It was a pretty hopeless question to put to the one honest gendarme on the frontier. He produced with pride the equivalent of ten shillings and said that it was mine.

My trouble was that I had left home with what cash there was in the office. It had seemed an adequate sum for all likely emergencies, but wasn’t enough to employ a taxi for twenty hours,
to give the very considerable tip that would be essential to preserve the driver’s goodwill, and to get myself home from wherever I left him.
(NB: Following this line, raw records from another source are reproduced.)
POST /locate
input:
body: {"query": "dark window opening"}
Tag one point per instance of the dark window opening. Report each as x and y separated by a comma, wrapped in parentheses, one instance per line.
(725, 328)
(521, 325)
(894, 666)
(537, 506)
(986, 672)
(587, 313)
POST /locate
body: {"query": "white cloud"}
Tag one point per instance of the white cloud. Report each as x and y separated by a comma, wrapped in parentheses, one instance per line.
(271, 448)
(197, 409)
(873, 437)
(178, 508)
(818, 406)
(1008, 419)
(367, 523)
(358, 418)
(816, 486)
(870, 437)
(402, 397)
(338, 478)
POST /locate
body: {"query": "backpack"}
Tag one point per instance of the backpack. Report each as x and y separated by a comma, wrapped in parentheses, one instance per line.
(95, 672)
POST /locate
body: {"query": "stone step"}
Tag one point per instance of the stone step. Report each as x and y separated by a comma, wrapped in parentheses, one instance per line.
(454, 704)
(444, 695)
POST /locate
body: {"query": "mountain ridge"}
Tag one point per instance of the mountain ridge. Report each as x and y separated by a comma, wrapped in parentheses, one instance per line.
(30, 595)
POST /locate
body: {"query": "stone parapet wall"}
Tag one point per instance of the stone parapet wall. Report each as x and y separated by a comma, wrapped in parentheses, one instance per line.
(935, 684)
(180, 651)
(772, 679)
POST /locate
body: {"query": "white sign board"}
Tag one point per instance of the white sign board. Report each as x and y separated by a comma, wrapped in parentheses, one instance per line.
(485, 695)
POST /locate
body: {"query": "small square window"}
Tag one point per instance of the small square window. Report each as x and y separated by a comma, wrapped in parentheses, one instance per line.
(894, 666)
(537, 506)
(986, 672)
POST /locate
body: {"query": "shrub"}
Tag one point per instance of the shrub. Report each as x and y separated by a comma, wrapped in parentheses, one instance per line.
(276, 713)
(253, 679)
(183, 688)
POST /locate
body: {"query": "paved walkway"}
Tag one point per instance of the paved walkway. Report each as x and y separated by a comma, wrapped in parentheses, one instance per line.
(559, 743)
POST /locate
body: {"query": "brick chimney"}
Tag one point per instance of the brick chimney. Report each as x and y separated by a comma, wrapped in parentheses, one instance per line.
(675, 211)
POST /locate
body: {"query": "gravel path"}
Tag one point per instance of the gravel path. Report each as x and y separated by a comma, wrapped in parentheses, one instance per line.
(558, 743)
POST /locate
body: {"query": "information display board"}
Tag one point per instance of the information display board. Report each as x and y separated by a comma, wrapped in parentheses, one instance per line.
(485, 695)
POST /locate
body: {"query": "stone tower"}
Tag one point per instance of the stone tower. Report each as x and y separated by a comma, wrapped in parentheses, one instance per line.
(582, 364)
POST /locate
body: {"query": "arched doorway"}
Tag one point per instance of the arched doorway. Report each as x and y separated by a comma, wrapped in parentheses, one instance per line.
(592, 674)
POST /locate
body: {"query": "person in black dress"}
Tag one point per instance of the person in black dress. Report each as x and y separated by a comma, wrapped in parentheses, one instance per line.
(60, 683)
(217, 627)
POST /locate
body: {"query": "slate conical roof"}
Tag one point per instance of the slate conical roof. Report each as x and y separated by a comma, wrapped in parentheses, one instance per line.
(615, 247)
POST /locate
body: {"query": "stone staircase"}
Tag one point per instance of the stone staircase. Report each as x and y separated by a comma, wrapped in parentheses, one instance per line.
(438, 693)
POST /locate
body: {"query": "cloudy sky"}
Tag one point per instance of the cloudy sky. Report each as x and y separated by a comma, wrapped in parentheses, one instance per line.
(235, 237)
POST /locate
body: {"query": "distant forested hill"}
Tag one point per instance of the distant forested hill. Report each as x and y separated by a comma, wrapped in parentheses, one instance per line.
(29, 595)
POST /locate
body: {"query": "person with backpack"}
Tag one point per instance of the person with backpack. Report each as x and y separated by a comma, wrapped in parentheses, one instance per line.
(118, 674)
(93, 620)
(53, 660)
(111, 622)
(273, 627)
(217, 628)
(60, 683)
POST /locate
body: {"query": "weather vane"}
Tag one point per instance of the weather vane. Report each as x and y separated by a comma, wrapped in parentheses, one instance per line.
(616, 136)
I couldn’t take the taxi to Tripoli lest he
should discover where I lived, and I couldn’t give him a cheque for fear of revealing my name.

After I had guarded myself against so many possible accidents by which my movements might be traced, this was a nasty little inconvenient fact. A commonplace, no doubt, to men who must conceal
their movements. I suspect that of criminals on the run just as many have been caught through lack of ready cash as have escaped because police or pursuers were checked at a critical moment by the
same exasperating problem.

I said good-bye to Ashkar—a more affectionate good-bye than our last, though undeserve—and told the driver to go back to Hama. We stopped for a very early breakfast on the way, and I
made him idle away an hour or two, so that we reached Hama when the banks were open. I directed him to a hotel as if I lived there, and went in and out the back way, and round to the local branch
of my bank. I didn’t want the driver to know where I had gone, for the national curiosity would cer­tainly have led him to get my name from one of the clerks. I asked the manager to
telephone his Damascus office, where I had an account, and to cash me a cheque. That done, I returned to the very anxious driver, who was already arguing with the hall porter, and paid him off.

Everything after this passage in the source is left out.